As World Cup fever sets in, a new study shows that social bonding and a desire to protect and defend other fans may be one of the main motivations not only for football hooliganism.
According to the study, published in Evolution & Human Behaviour, “hooliganism is not a random behaviour,” Dr Martha Newson, lead author and Postdoctoral researcher at Oxford’s Centre for Anthropology and Mind, was quoted as saying in a press release.
“Members of hooligan groups are not necessarily dysfunctional people outside of the football community; violent behaviour is almost entirely focused on those regarded as a threat – usually rival fans or sometimes the police.”
Previous work has proposed that sports-related hooliganism is an expression of social maladjustment e.g. previous episodes of violence or dysfunctional behaviour at home, work or school etc.

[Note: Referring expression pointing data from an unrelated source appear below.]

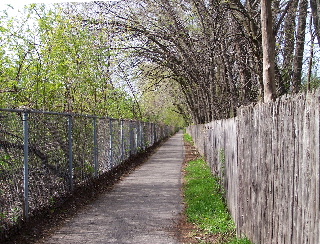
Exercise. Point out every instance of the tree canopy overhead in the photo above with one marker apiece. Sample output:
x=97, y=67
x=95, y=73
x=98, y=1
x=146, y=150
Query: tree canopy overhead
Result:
x=213, y=49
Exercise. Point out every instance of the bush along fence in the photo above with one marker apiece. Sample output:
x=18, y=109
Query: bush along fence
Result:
x=268, y=161
x=44, y=155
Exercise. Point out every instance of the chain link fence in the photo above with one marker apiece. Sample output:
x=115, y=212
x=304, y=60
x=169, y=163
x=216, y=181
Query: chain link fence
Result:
x=44, y=156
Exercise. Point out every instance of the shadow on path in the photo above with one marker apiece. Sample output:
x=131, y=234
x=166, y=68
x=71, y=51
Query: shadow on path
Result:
x=143, y=208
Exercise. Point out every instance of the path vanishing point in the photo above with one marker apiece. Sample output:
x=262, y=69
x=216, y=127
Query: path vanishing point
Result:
x=142, y=208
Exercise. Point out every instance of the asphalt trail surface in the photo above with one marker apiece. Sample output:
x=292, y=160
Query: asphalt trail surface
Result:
x=142, y=208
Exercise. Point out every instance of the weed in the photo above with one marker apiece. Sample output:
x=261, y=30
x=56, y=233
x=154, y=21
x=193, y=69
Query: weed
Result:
x=188, y=138
x=206, y=206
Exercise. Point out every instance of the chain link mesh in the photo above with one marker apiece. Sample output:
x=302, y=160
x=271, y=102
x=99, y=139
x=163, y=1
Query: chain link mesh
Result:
x=64, y=151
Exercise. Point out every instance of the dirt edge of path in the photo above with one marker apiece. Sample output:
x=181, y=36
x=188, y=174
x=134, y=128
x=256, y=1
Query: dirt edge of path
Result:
x=45, y=222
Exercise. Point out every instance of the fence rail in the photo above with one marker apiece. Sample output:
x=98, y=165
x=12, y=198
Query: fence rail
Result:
x=268, y=159
x=44, y=155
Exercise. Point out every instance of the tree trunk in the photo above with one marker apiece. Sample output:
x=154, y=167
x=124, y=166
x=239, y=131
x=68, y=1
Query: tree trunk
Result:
x=299, y=50
x=268, y=44
x=315, y=7
x=288, y=49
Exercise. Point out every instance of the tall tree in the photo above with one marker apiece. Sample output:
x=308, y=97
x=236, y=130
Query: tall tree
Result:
x=299, y=48
x=268, y=44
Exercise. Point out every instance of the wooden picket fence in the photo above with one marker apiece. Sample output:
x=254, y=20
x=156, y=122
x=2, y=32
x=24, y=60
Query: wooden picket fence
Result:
x=268, y=161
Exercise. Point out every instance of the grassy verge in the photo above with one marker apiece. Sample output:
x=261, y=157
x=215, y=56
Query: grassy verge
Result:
x=205, y=205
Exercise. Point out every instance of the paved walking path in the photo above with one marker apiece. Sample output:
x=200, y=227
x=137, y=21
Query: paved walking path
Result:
x=143, y=208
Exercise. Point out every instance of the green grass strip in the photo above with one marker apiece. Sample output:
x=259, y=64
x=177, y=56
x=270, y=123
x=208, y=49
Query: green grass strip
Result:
x=206, y=207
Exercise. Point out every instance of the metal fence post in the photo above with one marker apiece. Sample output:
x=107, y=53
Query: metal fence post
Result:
x=122, y=140
x=70, y=141
x=111, y=143
x=26, y=166
x=95, y=145
x=131, y=138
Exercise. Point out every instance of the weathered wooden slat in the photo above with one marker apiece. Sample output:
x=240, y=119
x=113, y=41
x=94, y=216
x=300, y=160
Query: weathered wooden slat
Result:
x=268, y=158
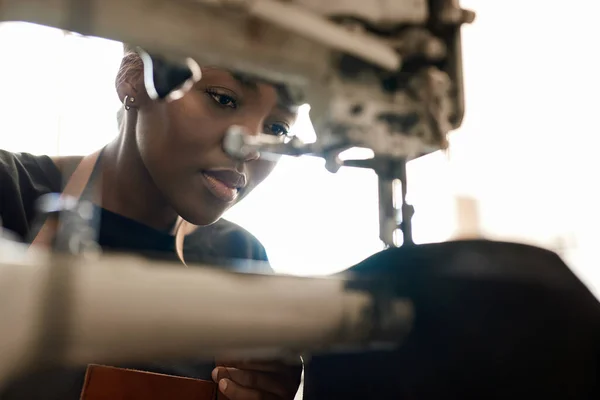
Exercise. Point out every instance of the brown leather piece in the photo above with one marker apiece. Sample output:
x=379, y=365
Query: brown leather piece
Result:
x=110, y=383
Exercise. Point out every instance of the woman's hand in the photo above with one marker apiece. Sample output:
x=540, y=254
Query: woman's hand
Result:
x=257, y=380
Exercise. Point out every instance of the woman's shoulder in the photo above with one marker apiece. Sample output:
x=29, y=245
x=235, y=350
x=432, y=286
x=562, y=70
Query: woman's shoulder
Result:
x=28, y=170
x=228, y=242
x=24, y=178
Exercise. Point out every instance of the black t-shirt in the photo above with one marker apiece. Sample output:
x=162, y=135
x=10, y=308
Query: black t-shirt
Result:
x=24, y=178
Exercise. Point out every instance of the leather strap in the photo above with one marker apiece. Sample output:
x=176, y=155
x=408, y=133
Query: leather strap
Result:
x=74, y=189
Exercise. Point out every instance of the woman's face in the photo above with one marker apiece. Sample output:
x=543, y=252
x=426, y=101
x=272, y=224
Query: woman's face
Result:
x=181, y=142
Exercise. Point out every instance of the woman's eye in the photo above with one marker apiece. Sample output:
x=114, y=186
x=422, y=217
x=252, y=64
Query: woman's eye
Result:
x=222, y=99
x=277, y=130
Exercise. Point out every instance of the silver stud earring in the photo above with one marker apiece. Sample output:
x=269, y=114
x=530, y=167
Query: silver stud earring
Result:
x=127, y=101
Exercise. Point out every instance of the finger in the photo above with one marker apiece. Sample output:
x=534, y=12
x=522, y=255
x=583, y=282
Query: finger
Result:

According to the new Oxford University research, canvassed 465 Brazilian fans and known hooligans, members of super-fan groups are not particularly dysfunctional outside of football, and that football-related violence is more of an isolated behaviour.

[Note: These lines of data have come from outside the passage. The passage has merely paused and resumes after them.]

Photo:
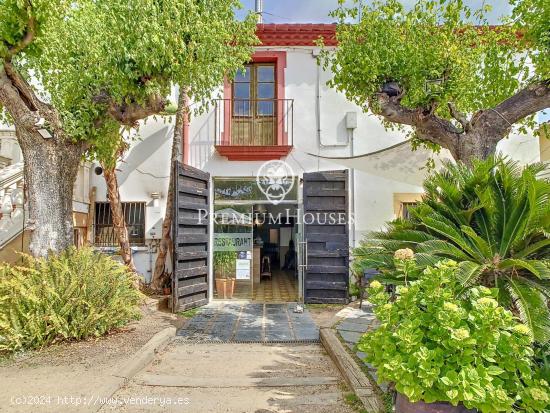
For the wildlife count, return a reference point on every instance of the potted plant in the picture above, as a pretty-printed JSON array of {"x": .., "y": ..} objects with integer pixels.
[
  {"x": 449, "y": 354},
  {"x": 224, "y": 264}
]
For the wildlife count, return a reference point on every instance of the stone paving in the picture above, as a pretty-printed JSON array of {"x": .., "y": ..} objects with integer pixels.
[
  {"x": 356, "y": 322},
  {"x": 250, "y": 323}
]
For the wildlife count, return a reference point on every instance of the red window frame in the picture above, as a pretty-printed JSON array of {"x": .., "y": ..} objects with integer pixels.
[{"x": 279, "y": 59}]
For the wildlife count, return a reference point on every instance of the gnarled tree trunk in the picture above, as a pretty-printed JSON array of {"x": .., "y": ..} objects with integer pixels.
[
  {"x": 159, "y": 273},
  {"x": 467, "y": 138},
  {"x": 117, "y": 214},
  {"x": 50, "y": 170}
]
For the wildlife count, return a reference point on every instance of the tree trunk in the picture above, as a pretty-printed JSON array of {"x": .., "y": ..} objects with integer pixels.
[
  {"x": 475, "y": 145},
  {"x": 117, "y": 214},
  {"x": 50, "y": 170},
  {"x": 159, "y": 273}
]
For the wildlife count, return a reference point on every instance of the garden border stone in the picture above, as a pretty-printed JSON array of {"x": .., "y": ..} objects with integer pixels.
[
  {"x": 141, "y": 359},
  {"x": 352, "y": 373}
]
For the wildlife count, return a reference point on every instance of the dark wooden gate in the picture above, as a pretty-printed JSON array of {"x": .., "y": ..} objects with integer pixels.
[
  {"x": 326, "y": 236},
  {"x": 191, "y": 238}
]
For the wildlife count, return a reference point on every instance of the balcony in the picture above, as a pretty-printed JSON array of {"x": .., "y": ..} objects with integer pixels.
[{"x": 254, "y": 129}]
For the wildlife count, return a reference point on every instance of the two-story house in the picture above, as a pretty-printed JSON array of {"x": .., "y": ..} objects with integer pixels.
[{"x": 285, "y": 175}]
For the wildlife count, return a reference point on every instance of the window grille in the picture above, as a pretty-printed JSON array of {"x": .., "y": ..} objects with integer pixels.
[{"x": 134, "y": 215}]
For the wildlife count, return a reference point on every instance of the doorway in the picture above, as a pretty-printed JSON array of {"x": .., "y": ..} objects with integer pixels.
[
  {"x": 275, "y": 264},
  {"x": 255, "y": 253}
]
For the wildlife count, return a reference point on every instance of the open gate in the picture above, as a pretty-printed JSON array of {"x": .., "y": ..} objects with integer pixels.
[
  {"x": 326, "y": 237},
  {"x": 191, "y": 238}
]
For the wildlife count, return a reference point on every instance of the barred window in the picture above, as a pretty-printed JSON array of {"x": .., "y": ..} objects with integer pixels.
[{"x": 134, "y": 215}]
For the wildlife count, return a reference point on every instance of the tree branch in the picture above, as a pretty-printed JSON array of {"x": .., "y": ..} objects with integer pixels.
[
  {"x": 498, "y": 121},
  {"x": 427, "y": 125},
  {"x": 460, "y": 117},
  {"x": 10, "y": 98},
  {"x": 129, "y": 114}
]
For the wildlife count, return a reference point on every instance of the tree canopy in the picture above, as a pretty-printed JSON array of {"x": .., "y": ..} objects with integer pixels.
[
  {"x": 81, "y": 69},
  {"x": 441, "y": 68},
  {"x": 106, "y": 63}
]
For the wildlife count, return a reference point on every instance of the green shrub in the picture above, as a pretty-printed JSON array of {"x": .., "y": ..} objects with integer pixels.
[
  {"x": 494, "y": 220},
  {"x": 75, "y": 295},
  {"x": 435, "y": 347}
]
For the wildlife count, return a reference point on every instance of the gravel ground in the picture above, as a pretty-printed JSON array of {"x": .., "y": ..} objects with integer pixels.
[
  {"x": 45, "y": 381},
  {"x": 225, "y": 368}
]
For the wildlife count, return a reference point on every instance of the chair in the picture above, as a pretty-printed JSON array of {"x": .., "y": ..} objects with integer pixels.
[{"x": 266, "y": 268}]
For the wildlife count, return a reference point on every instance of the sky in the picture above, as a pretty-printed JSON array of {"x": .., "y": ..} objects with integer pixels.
[{"x": 316, "y": 11}]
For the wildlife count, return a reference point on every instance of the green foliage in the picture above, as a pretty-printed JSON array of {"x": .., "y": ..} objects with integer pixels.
[
  {"x": 99, "y": 54},
  {"x": 494, "y": 219},
  {"x": 542, "y": 358},
  {"x": 533, "y": 19},
  {"x": 75, "y": 295},
  {"x": 435, "y": 347},
  {"x": 438, "y": 52}
]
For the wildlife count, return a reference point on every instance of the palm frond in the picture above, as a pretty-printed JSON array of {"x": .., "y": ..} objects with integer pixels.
[{"x": 532, "y": 308}]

The research suggests that to reduce hooliganism and other forms of inter-group violence, efforts could be made to harness the extreme pro-group sentiments associated with identity fusion in more peaceful ways.
“Although we focused on a group of Brazilian fans these findings could help us to better understand fan culture and non-sporting groups including religious and political extremists,” Martha adds.
“The psychology underlying the fighting groups we find among fans was likely a key part of human evolution.
“It’s essential for groups to succeed against each other for resources like food, territory and mates, and we see a legacy of this tribal psychology in modern fandom.”